Profesionales, gobernantes, empresarios, se fueron alternando para acudir a una única dimensión de nuestro vivir cotidiano, a un único estado de nuestro vivir, un único sentir. En mayor o menor medida, los diferentes miedos fueron señalados como parte de intentos de justificaciones más generales. Y entre “cómo no sentir eso” y el “cómo sentirlo cuando” se nos fueron dando opciones para transitarnos, como si acaso de eso se tratara.

Pero más allá de los términos utilizados, quizás lo más destacable sea el intento de unidimensionar lo que estamos viviendo y sintiendo. Por un lado, por la obvia cuestión de una diversidad de experiencias y posibilidades que ha quedado inevitablemente en evidencia a lo largo de nuestros territorios. Pero además, por lo absurdo de una búsqueda que asume claridad inequívoca en cada vivir.

Y habrá que volver a lo obvio: la complejidad de nuestras experiencias, sentires y vínculos, nos conduce a una indeterminación que no sabe de fáciles adjetivos.
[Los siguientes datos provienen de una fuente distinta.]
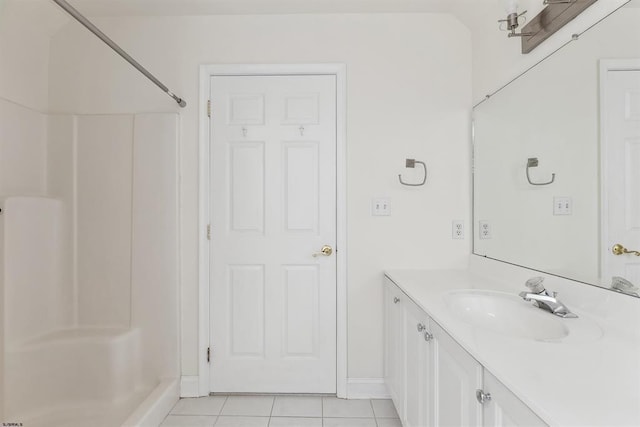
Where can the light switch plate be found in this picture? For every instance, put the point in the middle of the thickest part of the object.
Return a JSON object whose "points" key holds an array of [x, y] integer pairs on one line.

Lo homogéneo y lo simple sólo parecen ser formas de no asumir que siempre hay oscuridades y que es mucho lo que desconocemos de ahí afuera y también de aquí adentro.

En este programa 146 de Después de la Deriva nos asomamos a dos historias, dos experiencias que no saben de unidimensionalidades. Las miradas de Miguel Benasayag y de Juan Quintero buscan no tanto ser espejos, sino apenas el reconocimiento de mundos que habitan este mundo: Mundos con zonas indeterminadas, hacia adentro y hacia afuera, que se retraen y abrazan, que buscan el silencio y la voz. De mundos que aún cuando pisen sinuosas grietas, van siendo.